Il y a des gens qui observent les oiseaux, d’autres qui regardent les étoiles et d’autres comme moi qui observent les gens » : voilà comment Gerald Foos, gérant d’un motel près de Denver, résume sa petite entreprise perverse ayant consisté, pendant trente ans, à épier et à circonscrire par écrit les pratiques sexuelles de ses clients depuis un grenier aménagé, avec l’aide de sa compréhensive épouse, à cette fin. À cette fin et à celle, corrélative, d’à terme publier ses réflexions (sur l’amour, le sexe, la toilette, mais aussi sur un meurtre, auquel il prétend avoir assisté) en les communiquant au plus audacieux des grands reporters américains, celui qu’on considère tantôt comme le père du Nouveau journalisme, tantôt comme le fils croisé de Nellie Bly et de Truman Capote : Gay Talese. Le 7 janvier 1980, le dandy de la littérature du réel reçoit en effet une lettre anonyme prometteuse : « Je crois être en possession d’informations importantes qui pourraient vous être utiles (…) si vous souhaitez davantage d’information, ou si vous désirez venir voir mon motel et comment j’opère, contactez-moi ». Un mois plus tard les deux hommes se rencontrent.
C’est que le voyeurisme a quelque chose à voir avec la manière dont Gay Talese perçoit le journalisme, cette activité qui « permet de dépasser les limites de la retenue et fournit également une bonne excuse pour s’intéresser à la vie des autres et leur poser des questions (…) pouvant servir des intérêts personnels inavoués ». Parmi ceux-là, forcément, des intérêts sexuels. Incitant Talese, dans les années 80, à mener son enquête sur la révolution sexuelle en général et sur l’amour libre en particulier – qu’il pratique lui-même à Sandstone Retreat, résidence nudiste et échangiste, pour y récolter les informations nécessaires à écrire son Thy neighgbor’s wife.

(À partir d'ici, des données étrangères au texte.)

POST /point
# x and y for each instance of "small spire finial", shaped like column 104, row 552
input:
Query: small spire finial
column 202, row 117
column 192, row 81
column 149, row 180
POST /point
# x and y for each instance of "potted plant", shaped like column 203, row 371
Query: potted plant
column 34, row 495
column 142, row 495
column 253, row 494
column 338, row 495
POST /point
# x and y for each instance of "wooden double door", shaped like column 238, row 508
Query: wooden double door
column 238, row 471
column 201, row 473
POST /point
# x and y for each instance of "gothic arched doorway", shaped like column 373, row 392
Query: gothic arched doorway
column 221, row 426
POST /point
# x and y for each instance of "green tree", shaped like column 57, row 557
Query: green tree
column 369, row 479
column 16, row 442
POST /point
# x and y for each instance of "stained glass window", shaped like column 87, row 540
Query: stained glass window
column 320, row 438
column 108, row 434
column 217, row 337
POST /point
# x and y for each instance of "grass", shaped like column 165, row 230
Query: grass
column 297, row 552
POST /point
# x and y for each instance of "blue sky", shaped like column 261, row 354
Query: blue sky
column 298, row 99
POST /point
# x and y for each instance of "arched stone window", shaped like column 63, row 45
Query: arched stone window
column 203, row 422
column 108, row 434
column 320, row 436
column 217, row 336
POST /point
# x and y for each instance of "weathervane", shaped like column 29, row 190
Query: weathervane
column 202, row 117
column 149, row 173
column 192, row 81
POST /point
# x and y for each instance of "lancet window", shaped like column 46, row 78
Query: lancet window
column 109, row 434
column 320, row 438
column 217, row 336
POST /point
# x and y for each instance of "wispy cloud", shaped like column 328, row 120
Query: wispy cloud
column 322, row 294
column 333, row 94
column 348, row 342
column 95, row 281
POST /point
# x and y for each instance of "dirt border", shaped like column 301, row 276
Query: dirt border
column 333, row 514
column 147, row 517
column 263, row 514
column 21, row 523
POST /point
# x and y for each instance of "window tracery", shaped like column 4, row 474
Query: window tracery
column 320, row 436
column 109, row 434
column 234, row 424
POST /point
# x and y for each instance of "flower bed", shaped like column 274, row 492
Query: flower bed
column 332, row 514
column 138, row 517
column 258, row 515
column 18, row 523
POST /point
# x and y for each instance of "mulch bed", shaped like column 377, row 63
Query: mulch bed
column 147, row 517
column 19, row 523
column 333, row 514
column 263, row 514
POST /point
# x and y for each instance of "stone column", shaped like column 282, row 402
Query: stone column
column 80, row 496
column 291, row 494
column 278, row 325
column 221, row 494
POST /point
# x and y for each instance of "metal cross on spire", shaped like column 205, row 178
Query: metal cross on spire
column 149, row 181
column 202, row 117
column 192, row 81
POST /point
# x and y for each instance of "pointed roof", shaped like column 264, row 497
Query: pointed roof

La fin littéraire justifie-t-elle ces sortes de moyens ?
Gerald Foos en est en tout cas convaincu, qui suite à cet essai voit en Gay Talese un miroir lettré, le correspond idéal pour confesser, sous couvert d’un anonymat qu’il ne rompra qu’en 2013, les résultats de sa propre enquête sexuelle spéciale, officiellement lancée sous des prétextes scientifiques. Car ce n’est pas comme voyeur mais bien plutôt comme « explorateur de la nature humaine » que Foos se perçoit lui-même, du haut de ce qu’il nomme son « laboratoire d’espionnage » d’où il observe, notamment, « la corrélation qui existe entre les sujets qui veulent que la lumière soit éteinte durant leurs ébats sexuels et leur profil social » ou bien que « 12 % des couples observés sont hautement sexués ; 62 % modérément sexués, 22 % peu sexués et 3 % pas sexués du tout ».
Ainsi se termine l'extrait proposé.